I think that is the reason I have accumulated some extra weight during the summer. It is being nice to fat people. Like eating something to stop a portly person from indulging themselves, or accompanying That Nice Lady Decorator to restaurant after restaurant and party after party, when really I would prefer to be out jogging, in the gym or just dieting. The selflessness of it all is astounding but I guess you all know that about me now.

Arundel at dusk

The River Arun in Arundel on Wenesday evening after the downpour had relented

Take today for instance. I shall be dragged to the Auberge St Donat after tennis, not because I want to go you understand. It is just the tradition, and anyway, my fellow tennis players would miss my constant self promotion, those self-satisfied references to my being a writer and gratuitous mentions of the benefits of Currencies Direct and this column, especially for the Wingco, who as regular readers will know, considers it “ghastly”.
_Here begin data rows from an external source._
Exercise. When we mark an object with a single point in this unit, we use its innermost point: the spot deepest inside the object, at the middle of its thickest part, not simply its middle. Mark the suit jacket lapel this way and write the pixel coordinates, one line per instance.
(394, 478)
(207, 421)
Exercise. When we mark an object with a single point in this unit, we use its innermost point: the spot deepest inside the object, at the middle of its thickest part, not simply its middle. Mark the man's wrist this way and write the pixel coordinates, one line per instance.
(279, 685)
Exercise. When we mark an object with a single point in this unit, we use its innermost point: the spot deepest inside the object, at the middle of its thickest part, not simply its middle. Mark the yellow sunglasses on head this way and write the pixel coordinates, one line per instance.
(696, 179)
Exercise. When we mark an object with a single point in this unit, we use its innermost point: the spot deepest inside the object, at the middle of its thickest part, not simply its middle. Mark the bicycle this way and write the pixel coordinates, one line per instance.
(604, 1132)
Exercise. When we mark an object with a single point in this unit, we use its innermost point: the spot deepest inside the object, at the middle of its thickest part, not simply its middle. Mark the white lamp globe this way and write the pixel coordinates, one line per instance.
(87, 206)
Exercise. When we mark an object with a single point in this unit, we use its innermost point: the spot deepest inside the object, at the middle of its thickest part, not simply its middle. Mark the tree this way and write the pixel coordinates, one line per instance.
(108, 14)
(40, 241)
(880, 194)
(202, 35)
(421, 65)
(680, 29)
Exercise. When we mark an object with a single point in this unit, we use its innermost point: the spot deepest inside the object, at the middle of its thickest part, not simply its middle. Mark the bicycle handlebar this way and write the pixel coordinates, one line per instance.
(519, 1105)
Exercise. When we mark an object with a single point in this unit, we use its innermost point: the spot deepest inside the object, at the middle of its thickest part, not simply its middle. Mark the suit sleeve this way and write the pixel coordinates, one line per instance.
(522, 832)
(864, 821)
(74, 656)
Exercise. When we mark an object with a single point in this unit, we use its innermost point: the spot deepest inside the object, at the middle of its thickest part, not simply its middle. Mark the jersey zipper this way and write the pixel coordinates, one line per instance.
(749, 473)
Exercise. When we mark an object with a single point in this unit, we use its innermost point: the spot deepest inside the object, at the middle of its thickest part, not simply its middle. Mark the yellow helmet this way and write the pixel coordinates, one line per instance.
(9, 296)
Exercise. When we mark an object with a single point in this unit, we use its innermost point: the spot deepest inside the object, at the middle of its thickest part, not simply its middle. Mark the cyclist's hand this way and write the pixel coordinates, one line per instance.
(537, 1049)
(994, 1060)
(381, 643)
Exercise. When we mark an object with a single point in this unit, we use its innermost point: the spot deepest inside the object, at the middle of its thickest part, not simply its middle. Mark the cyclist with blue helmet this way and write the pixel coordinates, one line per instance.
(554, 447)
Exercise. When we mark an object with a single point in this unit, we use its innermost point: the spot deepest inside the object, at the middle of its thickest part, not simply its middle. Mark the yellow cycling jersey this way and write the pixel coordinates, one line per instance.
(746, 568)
It has been a long two days, flying thousands of miles to prop up the international music industry, but the job is done and music is safe for the time being. With meetings over, there was just time for lunch before the return trip to the airport. I decided to go and have a look at the newly refurbished George And Dragon at Burpham, with a view to having lunch if something took my fancy in the menu. It didn’t, so after a really good pint of Sussex Gold, served by Nearly Hairless Nick, a self-confessed regular reader of this column, I headed to Paperdelle above Osteria in Arundel High Street, and very good it was too. I managed to secure the best seat in the window overlooking the Market Square but, astonishingly, the restaurant remained empty except for me. I cannot understand why, as the moules were excellent and the Italian duck confit just as good, and, of course the service was excellent. I think the waitress was just glad of something to do.

Flying in to Nice from Gatwick last evening courtesy of Easyjet, the flight arrived some 25 minutes early, exactly as it has done a few nights earlier when That Nice Lady Decorator had arrived on the same flight. At thattime was I was suitably admonished for being late for picking her up, even although I arrived 5 minutes after the scheduled landing time, and despite the Easyjet live arrivals website saying it was on time, it was obviously and clearly my fault that she had to wait 15 minutes. Similarly last night, it was my fault that the flight early and I had to wait 25 minutes to be collected. I never did understand the apportionment of blame in our family. Just like Dinsdale Pirahana in that Monty Python sketch; I had transgressed that unwritten rule, about which I had never been told.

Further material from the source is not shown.